Надо ли вписывать Рекишо в рамки истории изобразительного искусства? Сам он видел тщету подобного вопроса: «Думать, что Ван Гог или Кандинский превзойдены, это так себе занятие, как и желать их превзойти: историческое превосходство одних над другими не в этом…» То, что называют «историей живописи», – не более чем культурная последовательность, а всякая последовательность имеет отношение к воображаемой Истории: именно последовательность и выстраивает воображаемое нашей Истории. Не стои́т ли, по сути, за помещением живописца, писателя, художника в ряд ему подобных достаточно своеобразный автоматизм? Образ наследования, который в очередной раз невозмутимо смешивает предшествование с происхождением: нужно отыскать для художника Отцов и Сыновей, чтобы он мог признать одних и уничтожить других, совместить две прекрасные роли: благодарность и независимость: это-то и называется «превзойти».

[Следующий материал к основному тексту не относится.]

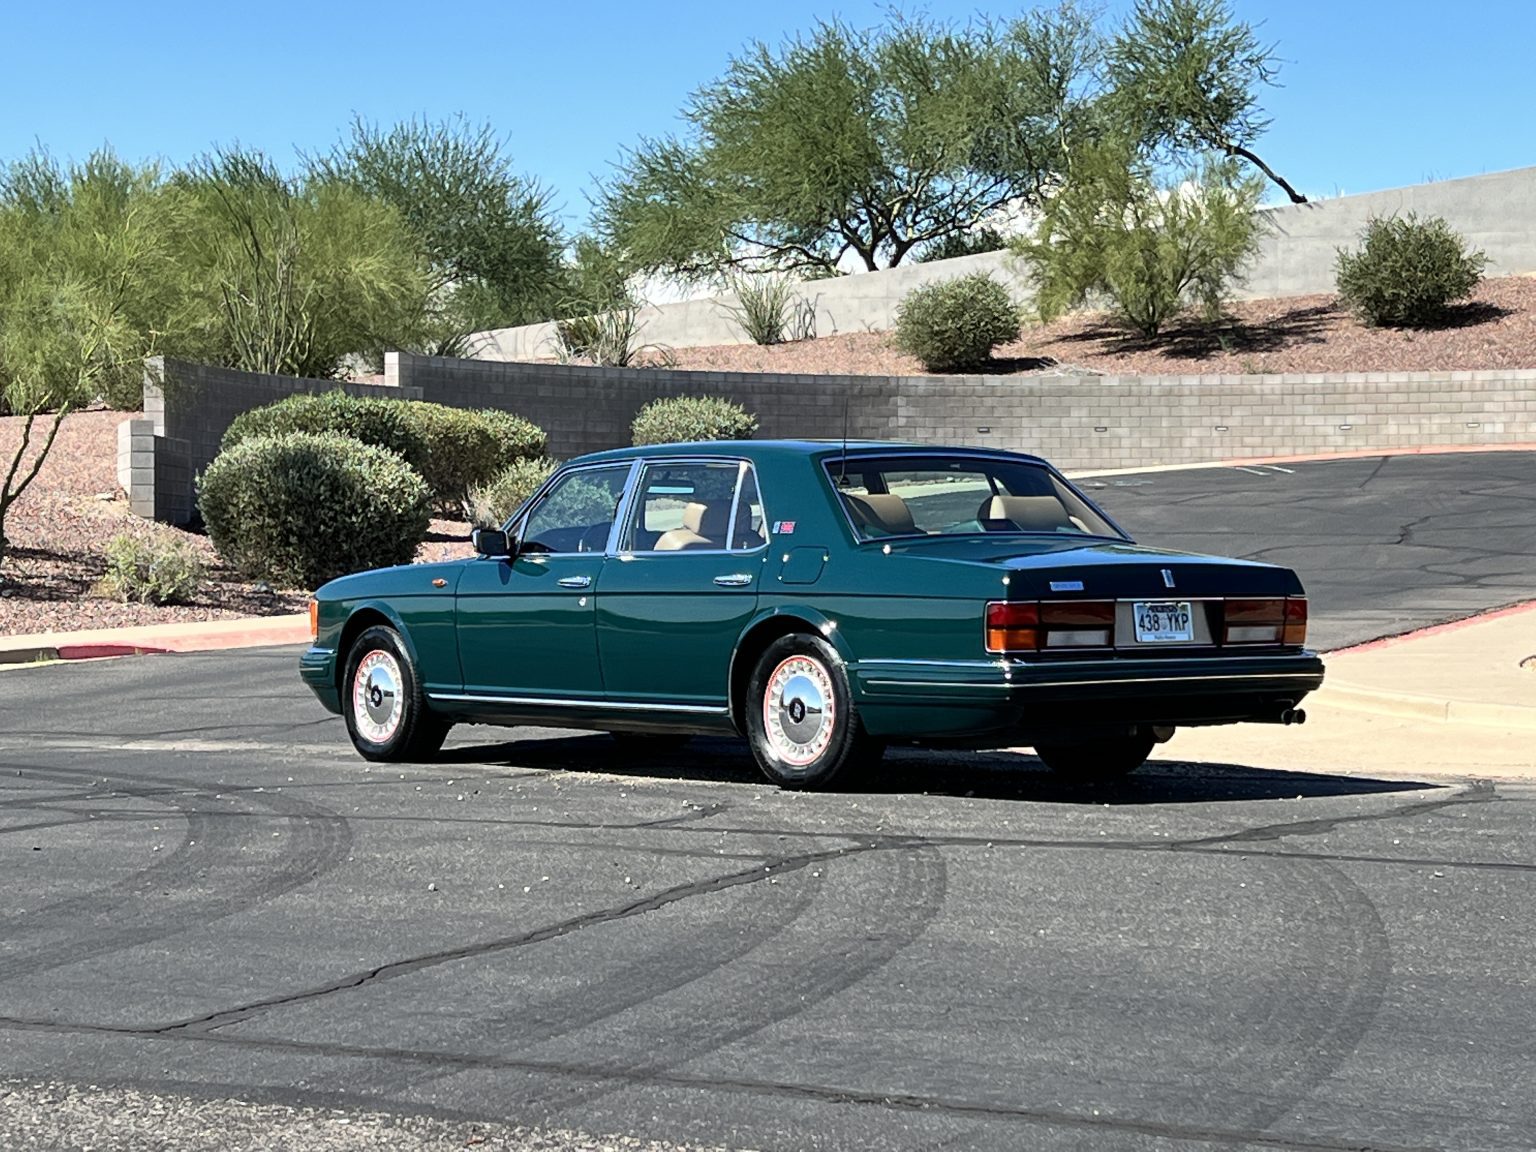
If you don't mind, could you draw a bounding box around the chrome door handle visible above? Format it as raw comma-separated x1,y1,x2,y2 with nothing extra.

Тем не менее достаточно часто один художник вбирает в себя всю историю живописи (достаточно сменить уровень восприятия: Никола де Сталь содержится в трех квадратных сантиметрах Сезанна). В последовательности своих произведений Рекишо реализовал этот всепоглощающий процесс: он не перескочил ни через один образ, на полной скорости становясь историчным путем нанизывания внезапных отказов; он прошел через немалое число художников, которые ему предшествовали, его окружали и даже ему следовали; но это ученичество не относилось к ремеслу, оно не метило ни в какое конечное мастерство; оно было бесконечным – не из‐за мистической неудовлетворенности, а из‐за неотвязно возвращающегося желания.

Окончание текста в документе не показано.